Come per l'insieme della riforma delle Pa, è soprattutto un problema di visione. Bisogna capire che tipo di presenza e di azione serve per sostenere il
tessuto produttivo territoriale, e di conseguenza riorganizzare la rete dei servizi e investire nel capitale umano per offrire servizi sempre più veloci e qualificati.

Quello che ci preoccupa è che il processo di riordino del sistema camerale, avviato venerdì scorso dal Consiglio dei Ministri, non dà segno di aver recepito questo cambio di ottica dalla gestione dell'emergenza contabile ad un vero progetto strategico. Gli effetti restano incerti sia  in termini di efficacia operativa che di prospettive per il personale.
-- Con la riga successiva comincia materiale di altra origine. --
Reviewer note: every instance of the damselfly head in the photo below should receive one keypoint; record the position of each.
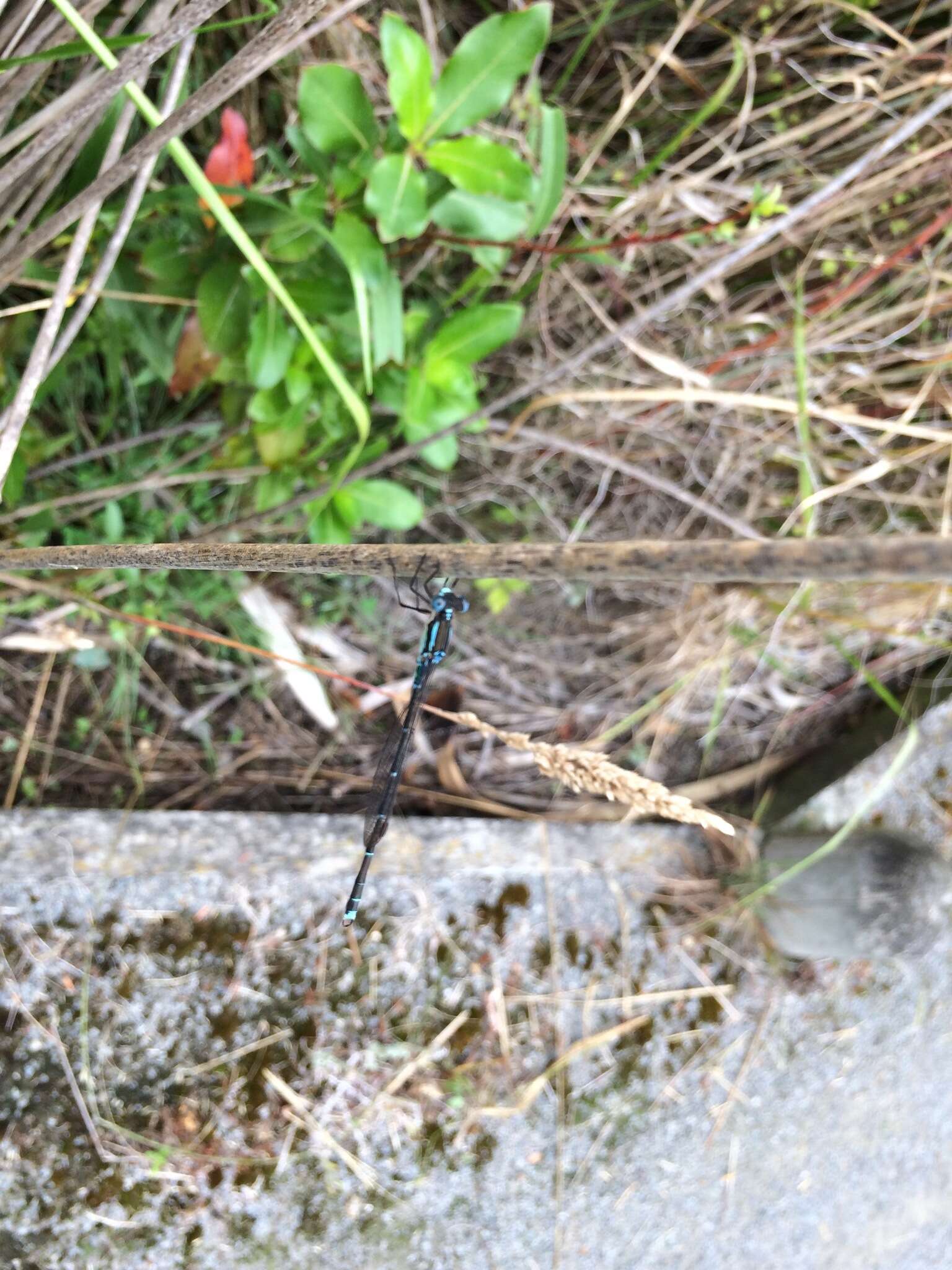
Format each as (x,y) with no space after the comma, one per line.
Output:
(447,598)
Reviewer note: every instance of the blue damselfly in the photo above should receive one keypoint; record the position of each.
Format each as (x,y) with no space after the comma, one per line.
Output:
(386,781)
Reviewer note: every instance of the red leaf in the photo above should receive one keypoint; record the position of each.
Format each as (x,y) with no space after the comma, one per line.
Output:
(230,162)
(195,361)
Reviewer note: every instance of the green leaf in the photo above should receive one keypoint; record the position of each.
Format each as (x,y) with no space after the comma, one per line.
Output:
(224,306)
(311,158)
(480,216)
(358,248)
(271,347)
(553,154)
(480,76)
(482,167)
(366,263)
(397,195)
(387,321)
(386,505)
(409,74)
(324,526)
(335,112)
(298,384)
(475,333)
(113,522)
(15,481)
(433,403)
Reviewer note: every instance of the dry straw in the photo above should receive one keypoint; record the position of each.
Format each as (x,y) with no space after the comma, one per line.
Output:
(589,773)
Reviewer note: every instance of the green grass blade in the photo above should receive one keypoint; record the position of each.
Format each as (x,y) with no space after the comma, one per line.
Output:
(712,104)
(79,48)
(198,180)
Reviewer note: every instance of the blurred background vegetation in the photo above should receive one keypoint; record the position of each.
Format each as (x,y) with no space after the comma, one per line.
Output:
(685,126)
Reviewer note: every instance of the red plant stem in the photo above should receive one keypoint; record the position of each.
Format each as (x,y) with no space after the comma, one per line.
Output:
(528,246)
(840,296)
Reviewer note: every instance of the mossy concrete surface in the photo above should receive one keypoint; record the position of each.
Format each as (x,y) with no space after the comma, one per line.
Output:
(201,1070)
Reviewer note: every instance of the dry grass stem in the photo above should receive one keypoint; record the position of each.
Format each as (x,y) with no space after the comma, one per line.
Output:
(588,773)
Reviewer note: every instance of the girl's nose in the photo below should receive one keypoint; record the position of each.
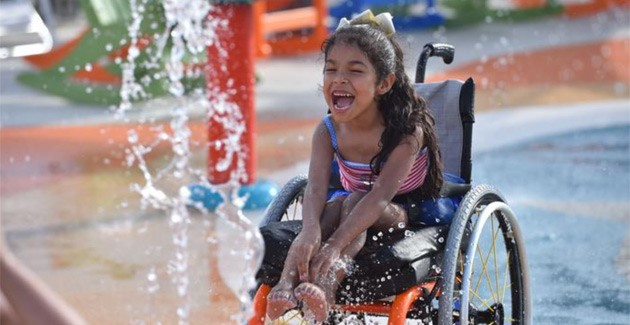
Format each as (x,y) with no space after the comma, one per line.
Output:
(340,79)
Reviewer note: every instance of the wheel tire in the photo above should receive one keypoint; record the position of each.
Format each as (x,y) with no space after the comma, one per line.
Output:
(288,194)
(470,220)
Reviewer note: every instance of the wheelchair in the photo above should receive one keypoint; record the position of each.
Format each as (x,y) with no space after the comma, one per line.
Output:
(469,267)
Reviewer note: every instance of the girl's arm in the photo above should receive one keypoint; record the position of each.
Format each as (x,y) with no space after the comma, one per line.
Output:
(308,241)
(373,204)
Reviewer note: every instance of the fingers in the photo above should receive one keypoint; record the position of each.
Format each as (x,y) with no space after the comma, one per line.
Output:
(304,259)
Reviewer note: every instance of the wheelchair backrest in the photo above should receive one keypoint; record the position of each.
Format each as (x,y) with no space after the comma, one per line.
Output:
(452,102)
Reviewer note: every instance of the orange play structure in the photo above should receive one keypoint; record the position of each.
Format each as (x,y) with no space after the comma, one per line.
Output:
(280,28)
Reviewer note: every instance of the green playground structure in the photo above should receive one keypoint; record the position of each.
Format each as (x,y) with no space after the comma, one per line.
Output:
(88,69)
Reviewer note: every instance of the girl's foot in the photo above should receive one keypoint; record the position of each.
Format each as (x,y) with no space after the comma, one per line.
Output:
(279,301)
(314,298)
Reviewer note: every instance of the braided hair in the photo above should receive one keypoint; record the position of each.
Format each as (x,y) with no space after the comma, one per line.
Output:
(402,109)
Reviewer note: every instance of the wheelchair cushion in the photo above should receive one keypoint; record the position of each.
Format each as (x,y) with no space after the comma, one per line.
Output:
(384,267)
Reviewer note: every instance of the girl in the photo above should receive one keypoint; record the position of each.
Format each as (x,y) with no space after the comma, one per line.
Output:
(381,134)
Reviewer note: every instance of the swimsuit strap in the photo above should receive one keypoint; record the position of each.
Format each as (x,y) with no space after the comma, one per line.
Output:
(331,131)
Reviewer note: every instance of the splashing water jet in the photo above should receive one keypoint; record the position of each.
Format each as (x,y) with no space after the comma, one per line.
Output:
(189,29)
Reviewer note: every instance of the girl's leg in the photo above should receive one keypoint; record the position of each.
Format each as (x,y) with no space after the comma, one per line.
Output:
(281,298)
(319,296)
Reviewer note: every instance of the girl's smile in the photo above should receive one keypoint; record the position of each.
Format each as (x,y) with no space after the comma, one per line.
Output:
(350,83)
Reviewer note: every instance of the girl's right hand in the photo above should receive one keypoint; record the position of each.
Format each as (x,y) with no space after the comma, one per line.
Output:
(306,245)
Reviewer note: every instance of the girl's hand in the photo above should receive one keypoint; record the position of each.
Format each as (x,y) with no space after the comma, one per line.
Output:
(323,261)
(306,245)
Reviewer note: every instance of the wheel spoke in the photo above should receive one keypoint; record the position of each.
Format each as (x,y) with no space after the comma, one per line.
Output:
(494,249)
(484,271)
(505,276)
(483,302)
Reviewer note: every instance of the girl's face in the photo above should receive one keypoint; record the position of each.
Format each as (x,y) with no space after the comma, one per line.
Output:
(350,83)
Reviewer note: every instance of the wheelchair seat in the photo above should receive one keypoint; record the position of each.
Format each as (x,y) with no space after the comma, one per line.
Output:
(430,262)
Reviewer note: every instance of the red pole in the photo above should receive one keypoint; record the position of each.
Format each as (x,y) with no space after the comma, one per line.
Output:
(233,75)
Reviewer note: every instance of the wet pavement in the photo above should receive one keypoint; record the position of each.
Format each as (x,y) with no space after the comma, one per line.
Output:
(558,154)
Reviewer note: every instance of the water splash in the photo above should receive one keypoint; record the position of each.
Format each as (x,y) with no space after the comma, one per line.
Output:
(177,53)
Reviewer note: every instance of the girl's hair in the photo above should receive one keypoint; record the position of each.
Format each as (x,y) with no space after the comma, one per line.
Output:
(402,109)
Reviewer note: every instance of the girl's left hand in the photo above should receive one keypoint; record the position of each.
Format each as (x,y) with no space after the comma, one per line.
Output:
(323,261)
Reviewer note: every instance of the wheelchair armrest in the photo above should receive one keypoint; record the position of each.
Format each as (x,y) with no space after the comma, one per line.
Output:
(451,189)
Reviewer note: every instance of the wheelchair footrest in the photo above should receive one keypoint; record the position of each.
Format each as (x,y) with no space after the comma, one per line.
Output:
(386,265)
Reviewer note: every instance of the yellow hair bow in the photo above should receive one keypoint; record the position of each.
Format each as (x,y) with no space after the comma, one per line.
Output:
(384,21)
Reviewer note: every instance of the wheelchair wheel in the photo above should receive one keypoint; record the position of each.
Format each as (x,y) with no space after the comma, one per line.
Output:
(287,205)
(485,279)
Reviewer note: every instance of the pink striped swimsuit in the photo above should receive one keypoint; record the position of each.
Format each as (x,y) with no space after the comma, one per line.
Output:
(358,176)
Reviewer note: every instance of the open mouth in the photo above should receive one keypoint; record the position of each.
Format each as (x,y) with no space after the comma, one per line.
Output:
(342,100)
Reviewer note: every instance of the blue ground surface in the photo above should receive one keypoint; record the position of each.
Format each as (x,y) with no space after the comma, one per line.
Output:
(572,249)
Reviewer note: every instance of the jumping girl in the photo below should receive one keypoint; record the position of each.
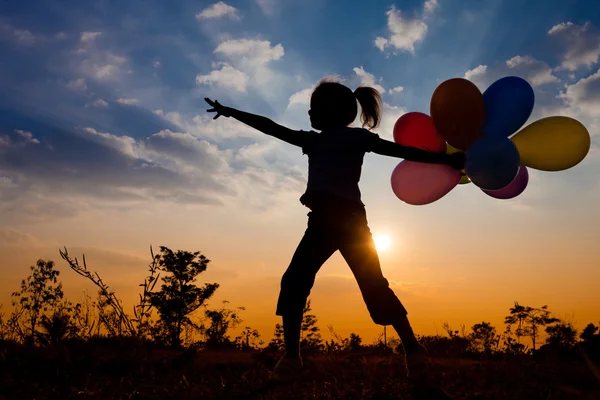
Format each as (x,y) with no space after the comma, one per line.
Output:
(337,218)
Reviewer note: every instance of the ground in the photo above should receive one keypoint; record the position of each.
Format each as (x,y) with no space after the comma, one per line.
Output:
(129,372)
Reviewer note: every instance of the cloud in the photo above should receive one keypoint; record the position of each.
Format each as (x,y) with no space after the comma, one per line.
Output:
(249,51)
(582,44)
(584,96)
(404,32)
(536,72)
(389,117)
(227,77)
(430,6)
(100,103)
(267,6)
(247,64)
(219,10)
(96,63)
(77,84)
(22,37)
(89,36)
(301,97)
(368,79)
(126,101)
(18,138)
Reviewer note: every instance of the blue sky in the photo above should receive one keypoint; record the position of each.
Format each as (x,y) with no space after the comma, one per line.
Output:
(102,111)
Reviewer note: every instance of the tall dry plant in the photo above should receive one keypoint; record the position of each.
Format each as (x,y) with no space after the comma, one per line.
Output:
(111,314)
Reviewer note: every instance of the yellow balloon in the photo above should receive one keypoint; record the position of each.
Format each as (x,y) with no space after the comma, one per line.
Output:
(553,143)
(464,178)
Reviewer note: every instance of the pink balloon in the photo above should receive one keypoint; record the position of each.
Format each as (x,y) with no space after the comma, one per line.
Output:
(513,189)
(422,183)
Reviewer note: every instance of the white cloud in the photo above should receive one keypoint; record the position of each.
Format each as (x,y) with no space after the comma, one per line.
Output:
(536,72)
(253,52)
(404,32)
(99,103)
(22,138)
(584,96)
(430,6)
(248,64)
(122,100)
(368,79)
(26,137)
(301,97)
(24,36)
(582,44)
(389,116)
(20,36)
(77,84)
(267,6)
(539,72)
(381,42)
(124,144)
(227,76)
(219,10)
(89,36)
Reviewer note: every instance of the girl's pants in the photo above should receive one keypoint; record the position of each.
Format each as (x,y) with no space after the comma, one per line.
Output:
(344,229)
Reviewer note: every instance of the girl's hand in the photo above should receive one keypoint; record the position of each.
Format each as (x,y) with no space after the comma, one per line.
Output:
(218,108)
(457,160)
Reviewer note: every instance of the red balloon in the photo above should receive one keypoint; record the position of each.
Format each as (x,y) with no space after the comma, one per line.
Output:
(422,183)
(458,112)
(415,129)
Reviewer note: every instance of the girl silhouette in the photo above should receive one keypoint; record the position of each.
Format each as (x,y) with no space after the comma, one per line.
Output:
(337,218)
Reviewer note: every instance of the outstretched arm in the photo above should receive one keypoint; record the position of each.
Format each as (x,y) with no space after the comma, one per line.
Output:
(392,149)
(263,124)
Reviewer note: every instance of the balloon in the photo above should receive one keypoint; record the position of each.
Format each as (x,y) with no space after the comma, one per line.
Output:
(508,104)
(422,183)
(458,112)
(416,129)
(464,179)
(492,162)
(515,188)
(553,143)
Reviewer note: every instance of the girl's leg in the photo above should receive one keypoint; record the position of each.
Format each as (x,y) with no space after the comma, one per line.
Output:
(314,249)
(358,249)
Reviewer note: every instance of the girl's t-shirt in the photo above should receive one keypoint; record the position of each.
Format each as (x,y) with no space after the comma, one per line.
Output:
(335,159)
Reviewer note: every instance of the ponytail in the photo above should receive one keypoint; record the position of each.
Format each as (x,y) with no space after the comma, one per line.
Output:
(370,104)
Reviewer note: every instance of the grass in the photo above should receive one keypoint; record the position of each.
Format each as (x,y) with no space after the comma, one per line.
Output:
(127,371)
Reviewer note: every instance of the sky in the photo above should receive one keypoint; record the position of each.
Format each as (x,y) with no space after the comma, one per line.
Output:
(106,148)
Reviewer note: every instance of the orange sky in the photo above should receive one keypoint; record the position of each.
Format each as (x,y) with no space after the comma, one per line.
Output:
(464,259)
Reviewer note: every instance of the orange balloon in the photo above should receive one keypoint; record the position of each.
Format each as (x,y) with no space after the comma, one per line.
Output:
(458,112)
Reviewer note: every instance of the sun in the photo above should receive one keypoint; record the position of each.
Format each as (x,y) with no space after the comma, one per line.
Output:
(383,242)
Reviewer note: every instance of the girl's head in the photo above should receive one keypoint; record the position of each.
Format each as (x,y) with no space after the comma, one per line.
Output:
(333,105)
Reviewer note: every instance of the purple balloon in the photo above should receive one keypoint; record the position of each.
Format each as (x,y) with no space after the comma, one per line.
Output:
(513,189)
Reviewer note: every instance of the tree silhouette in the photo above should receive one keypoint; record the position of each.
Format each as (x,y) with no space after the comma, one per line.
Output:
(277,342)
(39,292)
(528,321)
(589,333)
(179,296)
(221,320)
(484,337)
(562,333)
(310,334)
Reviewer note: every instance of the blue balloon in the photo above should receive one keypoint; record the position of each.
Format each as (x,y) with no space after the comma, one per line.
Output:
(492,162)
(508,104)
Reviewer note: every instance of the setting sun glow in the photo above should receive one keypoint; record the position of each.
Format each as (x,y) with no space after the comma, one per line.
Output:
(382,242)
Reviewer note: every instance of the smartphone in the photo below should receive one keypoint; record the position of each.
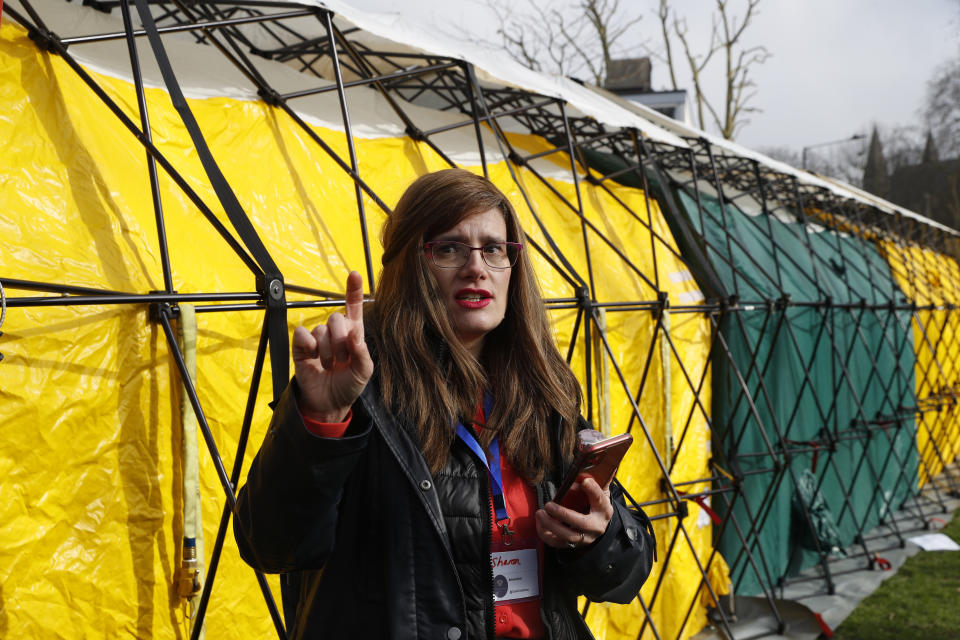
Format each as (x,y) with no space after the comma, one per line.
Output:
(598,460)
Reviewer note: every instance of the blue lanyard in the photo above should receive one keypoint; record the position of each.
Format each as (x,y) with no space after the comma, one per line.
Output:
(493,470)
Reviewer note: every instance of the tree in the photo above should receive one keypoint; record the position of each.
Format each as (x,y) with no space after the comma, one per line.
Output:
(726,38)
(942,109)
(543,36)
(584,37)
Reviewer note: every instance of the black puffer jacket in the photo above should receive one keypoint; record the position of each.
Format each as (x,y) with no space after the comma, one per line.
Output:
(357,527)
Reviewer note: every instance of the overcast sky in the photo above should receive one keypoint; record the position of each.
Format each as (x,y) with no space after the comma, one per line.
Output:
(837,66)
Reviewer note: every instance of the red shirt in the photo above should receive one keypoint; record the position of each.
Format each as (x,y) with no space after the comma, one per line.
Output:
(512,620)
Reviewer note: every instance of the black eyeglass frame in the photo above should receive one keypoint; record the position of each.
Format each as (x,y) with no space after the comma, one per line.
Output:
(428,247)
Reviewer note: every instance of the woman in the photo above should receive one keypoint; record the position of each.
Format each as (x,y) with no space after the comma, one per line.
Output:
(411,498)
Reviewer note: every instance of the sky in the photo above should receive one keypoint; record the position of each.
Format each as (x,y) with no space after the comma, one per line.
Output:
(837,67)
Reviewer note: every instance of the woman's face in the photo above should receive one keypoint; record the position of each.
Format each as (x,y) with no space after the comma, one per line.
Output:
(474,295)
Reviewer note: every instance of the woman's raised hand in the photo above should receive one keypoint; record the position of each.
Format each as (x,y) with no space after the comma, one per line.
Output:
(566,528)
(332,363)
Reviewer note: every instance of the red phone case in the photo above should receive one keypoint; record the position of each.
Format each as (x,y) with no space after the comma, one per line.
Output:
(599,461)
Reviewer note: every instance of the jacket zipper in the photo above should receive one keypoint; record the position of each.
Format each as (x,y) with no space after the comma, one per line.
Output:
(488,523)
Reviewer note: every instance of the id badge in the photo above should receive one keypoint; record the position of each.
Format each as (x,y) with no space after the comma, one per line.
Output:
(516,571)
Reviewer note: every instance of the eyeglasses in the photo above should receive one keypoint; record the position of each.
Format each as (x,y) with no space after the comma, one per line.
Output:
(448,254)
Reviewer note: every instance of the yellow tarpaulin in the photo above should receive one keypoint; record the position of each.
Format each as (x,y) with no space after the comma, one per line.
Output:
(929,278)
(91,501)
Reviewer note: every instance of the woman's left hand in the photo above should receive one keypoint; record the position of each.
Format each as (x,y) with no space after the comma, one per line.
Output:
(565,528)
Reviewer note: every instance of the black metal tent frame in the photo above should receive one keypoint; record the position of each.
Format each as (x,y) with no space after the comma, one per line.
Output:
(452,85)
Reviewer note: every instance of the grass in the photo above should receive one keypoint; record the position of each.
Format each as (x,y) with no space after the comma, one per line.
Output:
(922,601)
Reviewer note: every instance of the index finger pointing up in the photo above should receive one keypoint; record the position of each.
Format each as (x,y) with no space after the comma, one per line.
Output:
(354,298)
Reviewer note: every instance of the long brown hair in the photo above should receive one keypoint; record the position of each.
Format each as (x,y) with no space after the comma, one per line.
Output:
(428,376)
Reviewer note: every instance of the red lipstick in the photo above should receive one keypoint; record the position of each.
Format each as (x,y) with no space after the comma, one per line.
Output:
(473,298)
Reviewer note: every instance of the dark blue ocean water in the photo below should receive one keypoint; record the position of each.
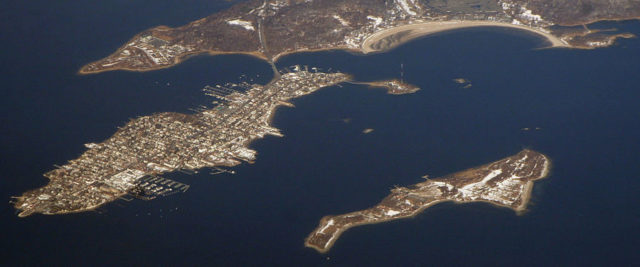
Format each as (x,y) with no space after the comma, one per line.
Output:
(585,102)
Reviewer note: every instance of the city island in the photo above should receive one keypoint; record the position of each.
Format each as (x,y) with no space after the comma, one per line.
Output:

Per questo non possiamo abbassare la guardia, anzi dobbiamo rilanciare l'iniziativa sindacale a tutti i livelli.

E' vero che le nostre sollecitazioni riguardo all'ipotesi di rendere facoltativa l'iscrizione al registro imprese sono state tenute in conto; ma ridurre il diritto annuale del 50% senza impostare un'azione sistematica contro sprechi, inefficienze organizzative e spese improduttive - ad esempio reinternalizzando funzioni date in appalto, snellendo i livelli, promuovendo sinergie funzionali tra Camere regionali e provinciali - rischia di indebolire servizi che oggi sono garantiti. Così le
imprese, alleggerite dal lato dei bilanci, si ritroverebbero gravate da quello del mancato supporto.

A ciò si aggiunge la volontà di riformare la governance sostituendo le attuali Camere territoriali con un sistema di Camere regionali.

Noi riteniamo invece che i presidi territoriali debbano continuare ad essere l'interfaccia con le imprese, e soprattutto che sia indispensabile evitare ricadute negative sull'occupazione. Per questo ci attiveremo unitariamente, attraverso le RSU e le strutture sindacali sui territori, per partecipare alla ridefinizione del sistema e delle sue funzioni e fare in modo che diritti e professionalità dei lavoratori siano salvaguardati.

Si può fare del sistema camerale un modello di sostegno efficace alle attività produttive: migliore accesso al credito, registri informatizzati, sburocratizzazione delle pratiche di avvio d'impresa, supporto ad analisi di mercato, promozione del made in Italy. Ma serve un ridisegno complessivo, inquadrato nel riassetto istituzionale e amministrativo del territorio, e un investimento forte nelle competenze dei lavoratori. Questo solo può mettere energia nuova nei servizi e generare il vantaggio competitivo che serve alle imprese per ripartire.

Le iniziative che lanceremo, a partire da assemblee unitarie nei posti di lavoro, serviranno a condividere con i lavoratori le nostre proposte concrete per dare corpo a una vera riorganizzazione. Nel contempo avremo cura di monitorare l'iter parlamentare dei provvedimenti  e premere sul Governo perché queste proposte siano ascoltate e recepite.